Big Data Analytics on a large Wikipedia dataset done in the Cloud (AWS)
Wikipedia is often a great reflector of current events. Pages that are being accessed with increasing frequency often indicate an event related to the topic of the page. Wikipedia serves as a fairly unbiased source of reporting of the news, and sometimes even reveals hidden patterns. This project involved processing and analysing 1 month (720 hours/135 GB) worth of traffic log from Wikipedia. The month chosen was November 2016 (ring a bell?).
What did I use?
- Python
- MapReduce
- AWS (Amazon Web Services)
- Python Data Analysis Library (pandas)
- Jupyter Notebook
Data Pre-processing
The amount of data to process was huge. Before it could be analysed, it needed to be filtered and processed into a form which could be later fed to different analysis libraries (in my case, pandas). Some of the properties of interest were - only English pages, no malformed data, URL normalization and percent-encoding, only Wikipedia namespaces, article title limitations, blacklisted file extensions, Wikipedia Disambiguations etc.

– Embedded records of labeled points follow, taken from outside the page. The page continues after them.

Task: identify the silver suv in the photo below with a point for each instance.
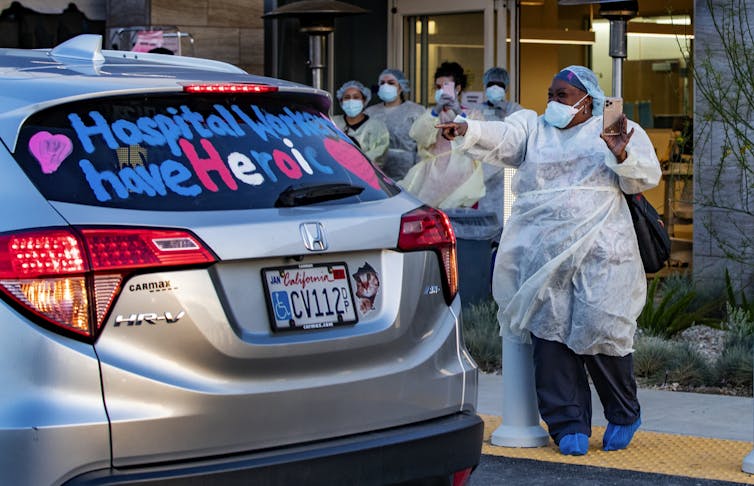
(203, 281)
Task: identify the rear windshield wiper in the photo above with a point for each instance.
(302, 196)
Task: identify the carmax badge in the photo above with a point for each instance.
(149, 318)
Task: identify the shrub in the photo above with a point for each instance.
(689, 367)
(667, 311)
(734, 367)
(652, 357)
(660, 361)
(481, 333)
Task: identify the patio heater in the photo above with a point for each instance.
(317, 19)
(618, 12)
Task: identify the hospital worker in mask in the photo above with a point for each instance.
(568, 274)
(495, 108)
(398, 113)
(444, 178)
(371, 135)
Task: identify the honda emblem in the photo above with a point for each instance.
(313, 235)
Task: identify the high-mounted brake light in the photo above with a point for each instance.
(229, 88)
(427, 228)
(70, 278)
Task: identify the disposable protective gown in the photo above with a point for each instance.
(443, 178)
(401, 154)
(568, 267)
(372, 135)
(494, 175)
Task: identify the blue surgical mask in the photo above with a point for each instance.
(387, 92)
(495, 93)
(352, 107)
(438, 95)
(560, 115)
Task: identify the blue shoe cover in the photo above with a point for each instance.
(574, 444)
(618, 437)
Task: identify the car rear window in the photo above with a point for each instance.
(187, 152)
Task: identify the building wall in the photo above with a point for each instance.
(723, 227)
(226, 30)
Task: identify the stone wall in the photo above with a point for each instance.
(226, 30)
(723, 181)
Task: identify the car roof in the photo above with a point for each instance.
(79, 68)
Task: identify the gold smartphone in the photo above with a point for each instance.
(612, 115)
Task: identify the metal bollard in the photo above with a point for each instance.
(520, 427)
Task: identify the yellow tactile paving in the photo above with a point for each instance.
(653, 452)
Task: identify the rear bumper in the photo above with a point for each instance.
(434, 448)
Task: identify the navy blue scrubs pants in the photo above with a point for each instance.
(563, 393)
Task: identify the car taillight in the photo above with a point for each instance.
(228, 88)
(70, 277)
(426, 228)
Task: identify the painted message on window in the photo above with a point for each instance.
(218, 150)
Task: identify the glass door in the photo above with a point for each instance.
(425, 34)
(433, 39)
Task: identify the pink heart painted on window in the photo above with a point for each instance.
(50, 150)
(349, 157)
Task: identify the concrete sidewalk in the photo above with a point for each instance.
(695, 414)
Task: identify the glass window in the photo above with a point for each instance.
(191, 152)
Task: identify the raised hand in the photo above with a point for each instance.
(617, 143)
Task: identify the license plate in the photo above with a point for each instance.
(309, 296)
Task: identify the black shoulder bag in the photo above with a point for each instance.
(654, 242)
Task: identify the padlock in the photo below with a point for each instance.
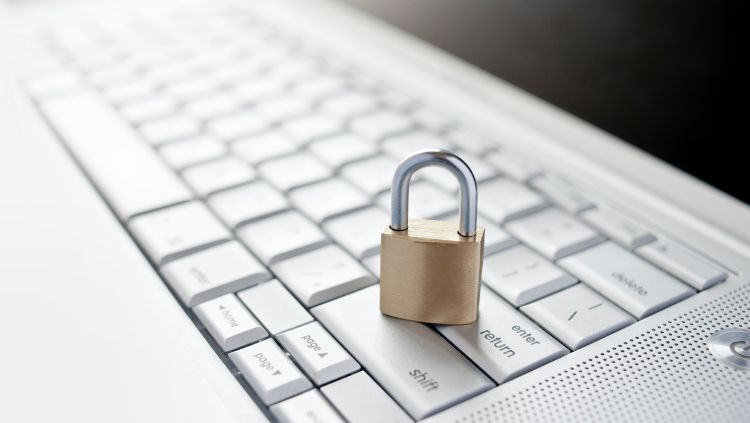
(430, 270)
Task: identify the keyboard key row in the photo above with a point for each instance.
(319, 355)
(229, 322)
(627, 280)
(270, 373)
(210, 273)
(419, 369)
(578, 316)
(503, 342)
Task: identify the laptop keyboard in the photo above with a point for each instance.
(253, 170)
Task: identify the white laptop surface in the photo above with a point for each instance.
(93, 331)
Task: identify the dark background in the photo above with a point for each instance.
(665, 76)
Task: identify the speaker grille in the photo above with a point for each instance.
(665, 374)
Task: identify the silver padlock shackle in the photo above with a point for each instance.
(467, 224)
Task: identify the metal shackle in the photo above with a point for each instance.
(467, 225)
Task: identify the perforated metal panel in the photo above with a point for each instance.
(665, 374)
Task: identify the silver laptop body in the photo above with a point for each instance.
(145, 142)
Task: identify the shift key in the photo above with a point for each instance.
(417, 367)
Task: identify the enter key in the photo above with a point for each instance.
(503, 342)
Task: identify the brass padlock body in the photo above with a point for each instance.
(429, 273)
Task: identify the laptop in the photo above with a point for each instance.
(193, 194)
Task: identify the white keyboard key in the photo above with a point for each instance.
(281, 236)
(319, 355)
(323, 200)
(187, 152)
(130, 91)
(372, 176)
(503, 342)
(275, 307)
(629, 281)
(522, 276)
(269, 372)
(512, 166)
(169, 129)
(227, 172)
(503, 200)
(57, 83)
(395, 99)
(246, 203)
(341, 149)
(373, 264)
(319, 87)
(295, 70)
(309, 407)
(562, 194)
(213, 272)
(379, 125)
(401, 146)
(308, 128)
(212, 107)
(322, 275)
(258, 90)
(126, 171)
(495, 238)
(234, 126)
(191, 88)
(229, 322)
(295, 170)
(577, 316)
(683, 263)
(282, 108)
(431, 119)
(148, 109)
(177, 231)
(348, 105)
(359, 232)
(554, 233)
(425, 201)
(624, 231)
(469, 141)
(416, 366)
(360, 400)
(262, 147)
(446, 180)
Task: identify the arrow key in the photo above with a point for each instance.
(269, 371)
(229, 322)
(320, 356)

As you can see, there were lot of cases which needed to be handled. To make it easier to incorporate these cases, debug, and easily scale, I decided to break all the pre-processing components into granular functions, where each function just had one role - tell whether the input could be filtered. I could then ‘chain’ the functions in any order desired, enabling me to add/remove conditions, and debug easily if something didn’t work as expected. Like -
def filter_malformed_data(input):
# some code
return <True or False>
def filter_english_pages(input):
# some code
return <True or False>
filters = [filter_malformed_data(), filter_english_pages()]

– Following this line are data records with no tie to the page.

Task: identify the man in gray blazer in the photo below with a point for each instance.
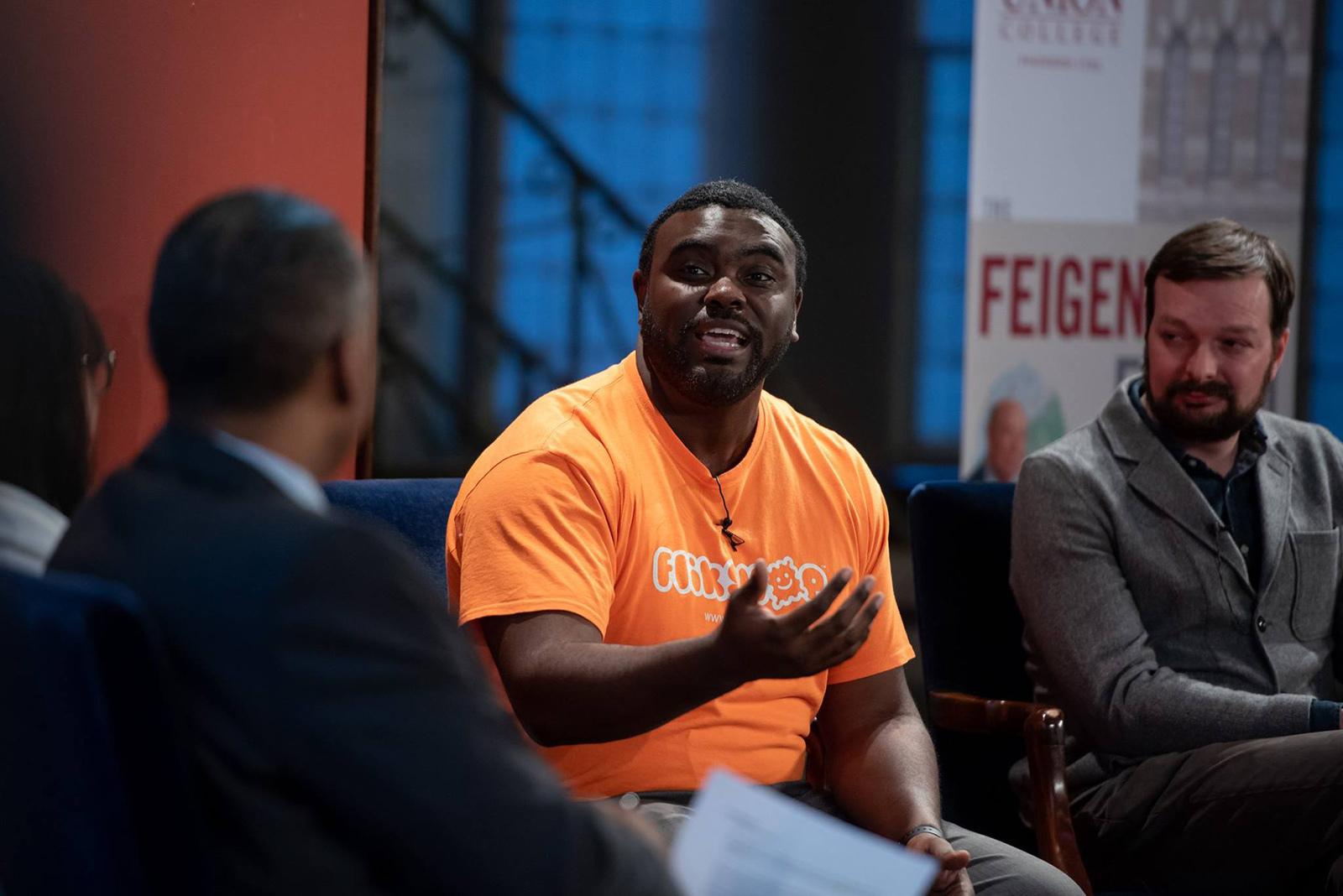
(1177, 562)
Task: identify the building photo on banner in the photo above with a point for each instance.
(1098, 132)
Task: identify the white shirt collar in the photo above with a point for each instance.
(30, 530)
(293, 481)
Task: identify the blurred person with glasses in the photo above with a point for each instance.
(54, 371)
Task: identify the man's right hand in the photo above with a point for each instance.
(754, 643)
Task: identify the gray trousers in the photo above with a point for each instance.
(1246, 817)
(995, 868)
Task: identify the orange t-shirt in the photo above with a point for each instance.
(588, 503)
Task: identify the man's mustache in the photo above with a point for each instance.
(1212, 388)
(754, 333)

if all(f(data) for f in filters):
# proceed further
Map-Reduce Operation
Once data was filtered out, next big step was to write the mappers and reducers that would finally produce the daily view count for the month of November 2016. Since it was an academic project, I cannot discuss the map-reduce program in detail. The only topics of interest were the ones having more than 100,000 hits in total.
To accomplish this task, I used the EMR (Elastic MapReduce) service provided by AWS. I had 3 nodes in the cluster - 1 master and 2 core (slave) nodes. The machines were of type m4.large. The entire job took around 2 hours to run (135 GB data, remember?). The final output of the mapreduce job was a file few megabytes in size and of the following format -
<Total Count> <Topic> <Day 1 View Count> <Day 2 View Count> ..... <Day 30 View Count>
Example -
9016683 United_States_presidential_election_2016 108018 126420 127054 135039 134971 220274 375259 723502 2332337 811996 536615 354246 372025 305104 279582 239844 206588 153615 125084 124844 140998 134532 153956 146080 110354 124210 115150 120080 100642 78264
Analysis
Once the data was ready, I used pandas to do some basic analyses. The most obvious question to ask was, “Which was the most searched topic of November 2016?”. And the answer, unsurprisingly, was Donald Trump! There were almost 18 million hits on that topic. As expected, United States Presidential Election 2016, Hillary Clinton, Melania Trump and Barack Obama were in the most searched topics too!